- Location: Lee Township, Timiskaming District, Ontario
- Coordinates: 48°12′17″N 80°18′00″W﻿ / ﻿48.20472°N 80.30000°W
- Part of: Saint Lawrence River drainage basin
- Primary inflows: Lillord Creek
- Primary outflows: Lillord Creek
- Basin countries: Canada
- Max. length: 460 m (1,510 ft)
- Max. width: 280 m (920 ft)
- Surface elevation: 323 metres (1,060 ft)

= Berube Lake =

Lake in Timiskaming District, Ontario, Canada

Berube Lake is a lake in geographic Lee Township in the Unorganized West Part of Timiskaming District, in northeastern Ontario, Canada. The lake is in the Saint Lawrence River drainage basin and is on Lillord Creek. The nearest community is Sesekinika, 5 km to the east.
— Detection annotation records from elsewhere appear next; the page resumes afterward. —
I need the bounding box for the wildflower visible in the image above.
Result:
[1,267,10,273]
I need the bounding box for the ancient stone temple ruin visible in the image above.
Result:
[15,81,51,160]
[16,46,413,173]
The lake is about 460 m long and 280 m wide. The primary inflow is Lillord Creek arriving at the northwest from Lillord Lake. There is a secondary inflow at the southeast. The primary outflow, at the northeast, is Lillord Creek, which flows southeast on the way to its mouth at the Blanche River. The Blanche River flows via Lake Timiskaming and the Ottawa River to the Saint Lawrence River.